Se há duas palavras que deveriam ser excluídas, ou ao menos evitadas, em nosso vocabulário, são Nunca e Sempre. Ambas fazem promessas com relação a um futuro sem a menor garantia que serão cumpridas, já que o tempo e os acontecimentos não estão na palma de nossas mãos.

Quando você diz que nunca irá perdoar alguém você está assegurando que, em tempo algum, será tocado pelo perdão ou pela saudade. O nunca, de certa forma, te proíbe de voltar atrás. O nunca nos faz pagar língua até nas coisas mais banais. Quando você jura para si mesmo que nunca irá comer suflê de repolho você não imagina que, dentro de alguns meses, estará saboreando essa ‘delícia’ justo no primeiro jantar na casa do seu namorado. Quando você afirmou com toda a convicção do mundo que nunca dançaria pagode ou funk você não podia prever que faria isso num nível 3 de álcool. Enfim, quando você disse que nunca esqueceria o Dudu que conheceu em Guarapari, você não sabia que, mais tarde, ele se tornaria só mais um romance de carnaval. Quando você disse que nunca colocaria os pés numa prisão, você não esperava ter de pagar a fiança do seu filho um dia.

Por outro lado, quando você suspirou dizendo que amaria as músicas do KLB para todo o sempre, você não fazia idéia do que era gosto musical. Quando você afirmava que sempre seria a mesma, você não contava que as circunstâncias da vida te fariam mudar tanto. Quando você prometeu que sempre moraria na sua pacata cidade natal, você não sonhava em receber uma proposta de trabalho irrecusável na Flórida. Quando você se gabou dizendo que sempre tem humildade para pedir desculpas, você não sabia que o orgulho um dia te invadiria.

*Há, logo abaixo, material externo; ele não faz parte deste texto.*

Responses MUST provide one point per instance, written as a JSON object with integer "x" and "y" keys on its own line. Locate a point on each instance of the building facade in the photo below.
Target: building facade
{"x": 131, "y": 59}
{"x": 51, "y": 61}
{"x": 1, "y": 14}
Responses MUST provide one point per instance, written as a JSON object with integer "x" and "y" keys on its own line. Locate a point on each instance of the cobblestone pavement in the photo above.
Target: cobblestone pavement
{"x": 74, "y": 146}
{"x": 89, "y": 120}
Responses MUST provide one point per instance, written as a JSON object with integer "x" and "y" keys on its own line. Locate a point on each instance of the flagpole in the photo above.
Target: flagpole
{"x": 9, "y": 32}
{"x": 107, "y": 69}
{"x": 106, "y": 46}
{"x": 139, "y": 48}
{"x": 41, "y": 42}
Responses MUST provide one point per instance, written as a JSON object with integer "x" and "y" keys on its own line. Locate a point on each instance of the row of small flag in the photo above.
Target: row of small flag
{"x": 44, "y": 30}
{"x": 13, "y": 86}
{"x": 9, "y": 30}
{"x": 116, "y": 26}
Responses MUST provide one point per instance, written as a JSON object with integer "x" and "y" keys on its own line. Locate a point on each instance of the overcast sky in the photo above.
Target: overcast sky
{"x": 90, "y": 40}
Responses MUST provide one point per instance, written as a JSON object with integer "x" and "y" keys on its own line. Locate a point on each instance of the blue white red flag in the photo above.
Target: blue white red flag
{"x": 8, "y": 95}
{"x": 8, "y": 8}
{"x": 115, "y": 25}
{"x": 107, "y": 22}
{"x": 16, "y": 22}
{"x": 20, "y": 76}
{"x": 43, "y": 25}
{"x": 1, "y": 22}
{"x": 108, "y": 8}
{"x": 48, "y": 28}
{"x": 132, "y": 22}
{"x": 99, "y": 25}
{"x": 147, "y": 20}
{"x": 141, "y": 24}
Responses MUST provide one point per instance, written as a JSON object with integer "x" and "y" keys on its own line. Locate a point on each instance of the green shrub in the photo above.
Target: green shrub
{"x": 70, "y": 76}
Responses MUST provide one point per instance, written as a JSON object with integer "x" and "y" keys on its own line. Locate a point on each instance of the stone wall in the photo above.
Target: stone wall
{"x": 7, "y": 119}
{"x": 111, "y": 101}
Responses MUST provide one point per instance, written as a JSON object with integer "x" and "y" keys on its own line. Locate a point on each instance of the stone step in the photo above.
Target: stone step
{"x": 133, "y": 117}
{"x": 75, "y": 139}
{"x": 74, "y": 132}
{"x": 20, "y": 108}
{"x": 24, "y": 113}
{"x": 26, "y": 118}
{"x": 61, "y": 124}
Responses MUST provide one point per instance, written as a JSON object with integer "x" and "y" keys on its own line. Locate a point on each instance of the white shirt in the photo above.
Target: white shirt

Assim são os sempres e os nuncas da vida. Por vezes, nos fazem cair em contradições….por vezes, nos fazem cometer atos que, em outra época, reprenderíamos. Ambas são palavras fortes que, embora não pensemos, deveriam ser ditas com mais cautela.

O nunca é soberbo, pretensioso, autoritário. Já o sempre é vago, costuma soar falso e, ao mesmo tempo, é ilusório.

Mas, sejamos flexíveis. Existe algo melhor que ouvir de quem amamos um “Nunca vou te abandonar” ou um “Sempre estarei ao seu lado”?

Mesmo sabendo que essas palavras são meras promessas que podem ser desfeitas pelas armadilhas da vida, não cansamos de proferí-las e, muito menos, de ouví-las. A sensação é de proteção, de segurança, de acolhimento. Neste caso, o conforto momentâneo das palavras se torna mais importante que qualquer pretensão. Que se dane o amanhã, sempre vale à pena fazer promessas para quem amamos. Nem que seja só por hoje.